The arguments that stable or declining populations threaten per capita growth are grossly overestimated and, in some cases, outright false. Certainly, when the population stops growing, there are fewer workers per retiree and health spending increases as a percentage of GDP. But this is offset by reduced investment needs in infrastructure and housing to support a growing population.
China currently spends 25% of its GDP each year pouring concrete to build apartment buildings, roads and other urban infrastructure, some of which will be of no value as the population shrinks. By reducing this waste and spending more on health care and high technology, it can continue to prosper economically as the population shrinks.

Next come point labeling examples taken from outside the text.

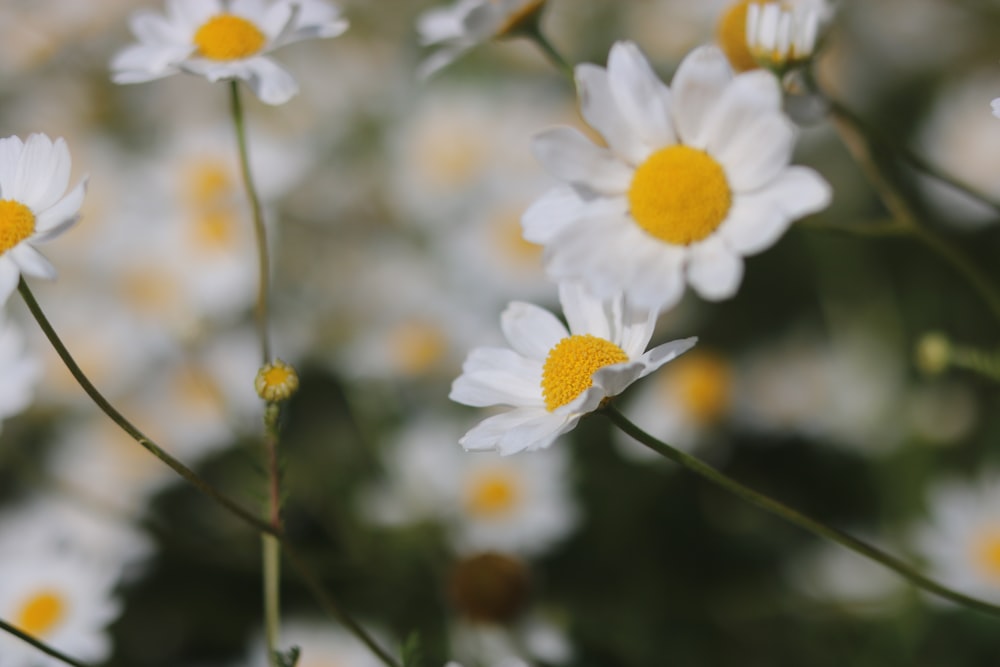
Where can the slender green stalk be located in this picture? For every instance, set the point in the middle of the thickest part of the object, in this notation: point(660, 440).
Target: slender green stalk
point(189, 475)
point(793, 516)
point(313, 584)
point(41, 646)
point(263, 287)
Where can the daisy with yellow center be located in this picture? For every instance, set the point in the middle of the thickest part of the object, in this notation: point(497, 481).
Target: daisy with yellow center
point(467, 23)
point(961, 538)
point(554, 375)
point(34, 205)
point(223, 40)
point(693, 178)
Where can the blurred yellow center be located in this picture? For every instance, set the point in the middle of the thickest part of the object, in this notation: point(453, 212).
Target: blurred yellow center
point(703, 383)
point(228, 37)
point(731, 33)
point(987, 553)
point(679, 195)
point(40, 613)
point(571, 363)
point(492, 493)
point(17, 223)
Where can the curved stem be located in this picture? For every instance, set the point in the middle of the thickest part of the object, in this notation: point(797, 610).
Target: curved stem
point(192, 478)
point(794, 516)
point(41, 646)
point(260, 230)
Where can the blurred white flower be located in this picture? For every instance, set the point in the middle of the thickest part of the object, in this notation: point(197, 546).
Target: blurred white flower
point(552, 376)
point(468, 23)
point(34, 205)
point(694, 178)
point(222, 40)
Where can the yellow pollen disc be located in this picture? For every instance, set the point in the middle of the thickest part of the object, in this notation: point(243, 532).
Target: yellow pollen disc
point(17, 223)
point(731, 33)
point(571, 363)
point(702, 382)
point(40, 613)
point(986, 552)
point(228, 37)
point(679, 195)
point(492, 493)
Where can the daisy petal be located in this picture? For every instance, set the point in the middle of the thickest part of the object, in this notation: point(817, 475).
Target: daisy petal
point(569, 156)
point(714, 270)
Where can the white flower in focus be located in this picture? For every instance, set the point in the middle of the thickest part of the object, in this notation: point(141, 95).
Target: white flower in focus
point(62, 600)
point(552, 376)
point(780, 36)
point(34, 205)
point(468, 23)
point(961, 536)
point(20, 372)
point(224, 40)
point(694, 178)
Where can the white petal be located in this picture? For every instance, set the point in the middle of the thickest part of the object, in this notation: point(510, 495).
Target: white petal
point(745, 99)
point(31, 262)
point(760, 151)
point(568, 155)
point(643, 100)
point(494, 376)
point(700, 79)
point(530, 330)
point(598, 108)
point(585, 313)
point(713, 270)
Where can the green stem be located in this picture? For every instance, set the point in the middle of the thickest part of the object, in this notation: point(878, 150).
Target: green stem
point(188, 475)
point(41, 646)
point(794, 516)
point(263, 260)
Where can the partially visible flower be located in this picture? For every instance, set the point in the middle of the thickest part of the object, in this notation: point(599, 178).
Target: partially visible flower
point(552, 376)
point(34, 205)
point(224, 40)
point(961, 536)
point(694, 178)
point(468, 23)
point(20, 372)
point(779, 36)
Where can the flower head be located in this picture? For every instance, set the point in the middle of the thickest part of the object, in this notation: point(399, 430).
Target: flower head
point(224, 40)
point(552, 376)
point(34, 205)
point(694, 177)
point(468, 23)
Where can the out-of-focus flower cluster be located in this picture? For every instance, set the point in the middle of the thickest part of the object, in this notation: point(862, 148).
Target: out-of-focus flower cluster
point(408, 214)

In addition, a stable and possibly declining global population would facilitate the reduction of greenhouse gas emissions, help fight climate change, and ease the pressure that population growth inevitably places on biodiversity and fragile ecosystems. And the shrinking labor force is making companies more automated, while also pushing up real wages which, unlike absolute economic growth, are what really matters to ordinary citizens.

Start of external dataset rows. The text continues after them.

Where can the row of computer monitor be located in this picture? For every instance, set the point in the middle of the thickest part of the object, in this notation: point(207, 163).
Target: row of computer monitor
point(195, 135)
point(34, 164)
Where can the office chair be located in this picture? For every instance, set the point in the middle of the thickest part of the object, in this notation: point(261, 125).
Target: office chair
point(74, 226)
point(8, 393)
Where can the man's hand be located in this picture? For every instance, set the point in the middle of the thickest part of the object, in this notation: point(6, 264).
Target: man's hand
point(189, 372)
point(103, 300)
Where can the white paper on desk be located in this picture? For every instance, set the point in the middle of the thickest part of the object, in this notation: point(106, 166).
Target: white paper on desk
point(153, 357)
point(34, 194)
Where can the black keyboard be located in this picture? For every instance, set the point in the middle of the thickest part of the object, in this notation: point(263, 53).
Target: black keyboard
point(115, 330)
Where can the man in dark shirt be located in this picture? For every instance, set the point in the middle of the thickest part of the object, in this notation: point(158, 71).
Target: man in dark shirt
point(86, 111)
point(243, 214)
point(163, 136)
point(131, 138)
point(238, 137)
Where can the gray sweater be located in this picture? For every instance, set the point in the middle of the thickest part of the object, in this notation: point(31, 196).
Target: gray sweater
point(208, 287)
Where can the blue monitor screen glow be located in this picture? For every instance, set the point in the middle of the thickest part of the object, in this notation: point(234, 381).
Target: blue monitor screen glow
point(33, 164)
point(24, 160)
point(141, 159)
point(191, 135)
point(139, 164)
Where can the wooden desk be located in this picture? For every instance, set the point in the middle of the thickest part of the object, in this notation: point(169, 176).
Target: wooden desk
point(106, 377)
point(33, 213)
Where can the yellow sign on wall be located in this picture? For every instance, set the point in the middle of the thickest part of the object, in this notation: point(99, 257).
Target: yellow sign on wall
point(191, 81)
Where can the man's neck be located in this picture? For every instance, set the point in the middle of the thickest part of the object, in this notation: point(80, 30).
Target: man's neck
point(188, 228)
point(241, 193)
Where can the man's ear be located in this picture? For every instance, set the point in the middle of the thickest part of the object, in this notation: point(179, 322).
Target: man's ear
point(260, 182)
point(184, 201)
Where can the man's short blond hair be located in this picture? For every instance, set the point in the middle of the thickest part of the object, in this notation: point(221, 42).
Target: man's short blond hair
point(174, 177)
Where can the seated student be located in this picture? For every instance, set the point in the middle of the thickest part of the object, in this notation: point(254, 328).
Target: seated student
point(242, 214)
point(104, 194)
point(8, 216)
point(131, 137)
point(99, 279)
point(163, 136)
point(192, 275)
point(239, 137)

In a world where technology allows us to automate more and more jobs, the far bigger problem is too many potential workers, not too few. China’s population aged 20 to 64 is likely to decline by around 20% over the next 30 years, but productivity growth will continue to breed increasing prosperity. India’s population in this age group is currently growing by around 10 million per year and will not stabilize until 2050.
But even when the Indian economy is growing rapidly, as it did before the COVID-19 crisis, its highly productive “organized sector” of around 80 million workers (those who work for registered companies and government agencies with formal employment contracts) fails to create additional jobs. . The growth of the potential labor force simply swells the huge army of the “informal sector” of the unemployed and underemployed.
Indeed, fertility rates well below replacement level create significant challenges, and the Chinese mainland may well move in that direction. Many people expected that after the abolition of the one-child policy in 2015, the continent’s fertility rate, then around 1.65, could increase.
But a look at the freely chosen birth rates of ethnic Chinese living in advanced economies such as Singapore (1.1) has always made this questionable. Other East Asian countries such as Japan (1.38) and the Republic of Korea (1.09) have similarly low fertility.
At these rates, the population decline will be precipitous rather than gradual. If the Republic of Korea’s birth rate does not increase, its population could drop from 51 million today to 27 million by 2100, and the ratio of retirees to workers will reach levels that no automation can achieve. can compensate.
Additionally, some surveys suggest that many families in low fertility countries would like to have more children but are discouraged by high house prices, inaccessible child care facilities, and other barriers to work-life balance.
Policymakers should therefore seek to make it as easy as possible for couples to have the number of children they ideally want. But the likely outcome will be average fertility rates well below replacement levels in all developed countries and, over time, a gradual decline in populations. The sooner this is true around the world, the better it will be for everyone.
The author, former chairman of the UK Financial Services Authority from 2008 to 2013, is chairman of the Energy Transitions Commission and author of numerous books, including Between Debt and the Devil.
Opinions do not necessarily reflect those of China Daily.